White House officials and transparency advocates had criticized combining the two funds, saying that would water down e-gov's mission of promoting Web-based transparency across government and possibly endanger specific e-gov projects such as Data.gov, a repository for federal data sets, USAspending.gov, which tracks spending trends, and the Federal IT Dashboard, which drills down into information technology spending.

The Federal Citizen Services Fund is a much larger catch-all fund.

Lawmakers slashed the 2011 e-gov appropriation from $34 million to $8 million in April as part of the wrangling to avoid a government shutdown. Transparency groups had advocated raising the fund's 2012 appropriation back to $34 million, but lawmakers never targeted the bill for more than about half that much.

Sen. Tom Carper, D-Del., cheered the higher e-gov funding, saying it "provides a window for citizens to see how the federal government is working and spending their money." Carper is chairman of the Homeland Security Subcommittee on Federal Financial Management and a longtime e-gov advocate.

Sunlight Foundation policy counsel Daniel Schuman credited Carper and House Oversight Chairman Rep.
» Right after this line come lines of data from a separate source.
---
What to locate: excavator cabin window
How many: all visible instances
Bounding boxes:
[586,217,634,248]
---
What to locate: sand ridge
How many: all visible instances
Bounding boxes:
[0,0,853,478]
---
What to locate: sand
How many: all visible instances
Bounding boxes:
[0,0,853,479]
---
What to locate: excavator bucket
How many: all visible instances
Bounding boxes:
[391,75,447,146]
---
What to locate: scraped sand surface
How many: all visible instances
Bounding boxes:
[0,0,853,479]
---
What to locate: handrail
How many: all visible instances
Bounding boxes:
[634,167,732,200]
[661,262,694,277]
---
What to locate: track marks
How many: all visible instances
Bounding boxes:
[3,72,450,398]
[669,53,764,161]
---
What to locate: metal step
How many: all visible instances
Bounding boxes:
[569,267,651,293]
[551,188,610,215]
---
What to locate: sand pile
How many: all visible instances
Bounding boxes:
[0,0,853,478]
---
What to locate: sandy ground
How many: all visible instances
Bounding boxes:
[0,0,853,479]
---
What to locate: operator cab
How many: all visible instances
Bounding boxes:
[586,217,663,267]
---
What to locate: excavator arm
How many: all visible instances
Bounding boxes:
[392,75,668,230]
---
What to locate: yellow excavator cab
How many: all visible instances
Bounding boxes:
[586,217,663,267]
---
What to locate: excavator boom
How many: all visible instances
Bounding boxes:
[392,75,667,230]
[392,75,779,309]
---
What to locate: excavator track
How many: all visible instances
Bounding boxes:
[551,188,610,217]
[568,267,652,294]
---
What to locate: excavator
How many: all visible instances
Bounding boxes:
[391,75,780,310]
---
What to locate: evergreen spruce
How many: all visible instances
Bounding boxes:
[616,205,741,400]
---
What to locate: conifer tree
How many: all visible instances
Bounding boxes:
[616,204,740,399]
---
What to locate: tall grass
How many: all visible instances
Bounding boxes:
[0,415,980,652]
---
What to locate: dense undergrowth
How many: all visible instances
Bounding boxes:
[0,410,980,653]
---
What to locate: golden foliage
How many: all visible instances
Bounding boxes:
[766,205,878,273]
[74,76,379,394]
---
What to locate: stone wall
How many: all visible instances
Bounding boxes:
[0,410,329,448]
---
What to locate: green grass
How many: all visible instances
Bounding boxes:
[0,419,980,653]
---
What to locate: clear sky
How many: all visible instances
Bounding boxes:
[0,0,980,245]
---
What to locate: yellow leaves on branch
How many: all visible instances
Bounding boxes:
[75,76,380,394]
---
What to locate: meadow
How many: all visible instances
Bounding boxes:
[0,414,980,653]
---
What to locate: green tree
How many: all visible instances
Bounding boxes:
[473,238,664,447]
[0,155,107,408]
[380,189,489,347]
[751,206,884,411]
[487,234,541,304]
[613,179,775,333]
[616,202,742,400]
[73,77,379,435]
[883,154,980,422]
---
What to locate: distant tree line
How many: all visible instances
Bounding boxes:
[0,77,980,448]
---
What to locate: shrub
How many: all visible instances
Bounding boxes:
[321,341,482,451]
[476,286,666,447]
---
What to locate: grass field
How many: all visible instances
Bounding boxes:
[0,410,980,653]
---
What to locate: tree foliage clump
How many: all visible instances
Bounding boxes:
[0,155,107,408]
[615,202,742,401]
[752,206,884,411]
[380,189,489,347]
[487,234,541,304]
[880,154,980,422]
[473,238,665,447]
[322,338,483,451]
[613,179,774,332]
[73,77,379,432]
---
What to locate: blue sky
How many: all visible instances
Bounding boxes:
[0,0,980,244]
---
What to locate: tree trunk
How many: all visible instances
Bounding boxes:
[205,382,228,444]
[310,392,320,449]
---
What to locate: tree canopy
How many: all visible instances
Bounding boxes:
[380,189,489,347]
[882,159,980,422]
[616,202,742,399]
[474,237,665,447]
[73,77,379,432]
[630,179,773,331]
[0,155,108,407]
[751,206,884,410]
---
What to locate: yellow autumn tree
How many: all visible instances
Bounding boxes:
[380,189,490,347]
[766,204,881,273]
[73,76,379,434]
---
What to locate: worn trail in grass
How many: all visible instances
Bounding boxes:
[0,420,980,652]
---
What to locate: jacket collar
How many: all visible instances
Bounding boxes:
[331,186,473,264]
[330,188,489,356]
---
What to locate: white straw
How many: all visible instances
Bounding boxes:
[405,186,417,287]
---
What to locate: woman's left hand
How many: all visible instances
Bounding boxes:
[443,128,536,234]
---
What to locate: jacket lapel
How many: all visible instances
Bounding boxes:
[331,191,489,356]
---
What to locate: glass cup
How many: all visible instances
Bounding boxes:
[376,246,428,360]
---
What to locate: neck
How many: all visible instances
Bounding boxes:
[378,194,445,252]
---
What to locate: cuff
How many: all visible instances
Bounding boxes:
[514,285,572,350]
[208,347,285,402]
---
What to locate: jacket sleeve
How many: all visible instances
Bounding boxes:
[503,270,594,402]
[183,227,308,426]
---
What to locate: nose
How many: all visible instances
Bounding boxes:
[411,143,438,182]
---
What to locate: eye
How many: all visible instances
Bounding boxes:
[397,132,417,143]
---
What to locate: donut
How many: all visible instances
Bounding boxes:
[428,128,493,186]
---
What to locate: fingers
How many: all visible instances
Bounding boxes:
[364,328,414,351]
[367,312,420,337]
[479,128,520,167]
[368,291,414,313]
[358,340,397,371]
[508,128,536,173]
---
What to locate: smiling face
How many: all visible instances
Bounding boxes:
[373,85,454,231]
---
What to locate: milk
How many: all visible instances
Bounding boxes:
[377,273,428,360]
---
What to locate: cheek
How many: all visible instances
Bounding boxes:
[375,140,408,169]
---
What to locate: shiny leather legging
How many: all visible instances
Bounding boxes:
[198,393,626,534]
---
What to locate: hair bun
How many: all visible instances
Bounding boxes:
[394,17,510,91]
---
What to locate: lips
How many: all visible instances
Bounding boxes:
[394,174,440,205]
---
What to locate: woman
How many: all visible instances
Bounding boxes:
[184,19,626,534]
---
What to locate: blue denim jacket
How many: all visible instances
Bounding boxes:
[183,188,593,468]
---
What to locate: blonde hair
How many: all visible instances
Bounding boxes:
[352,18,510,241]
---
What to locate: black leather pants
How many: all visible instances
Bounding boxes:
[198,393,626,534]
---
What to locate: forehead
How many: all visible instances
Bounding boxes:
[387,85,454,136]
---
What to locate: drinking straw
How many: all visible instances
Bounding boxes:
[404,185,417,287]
Darrell Issa, R-Calif., for championing the higher funding level in a blog post.

There are indications this may not be a final version of the conference bill, but Schuman said he didn't expect e-gov funding levels to change.

OMB Watch Federal Information Policy Analyst Gavin Baker said in an email he was pleased with the funding bump but would have preferred a full restoration of e-gov funding to its 2010 level of $34 million.

The 2002 E-Government Act envisioned annual e-gov appropriations would grow to $150 million by 2006. In reality, the appropriation topped $10 million only once.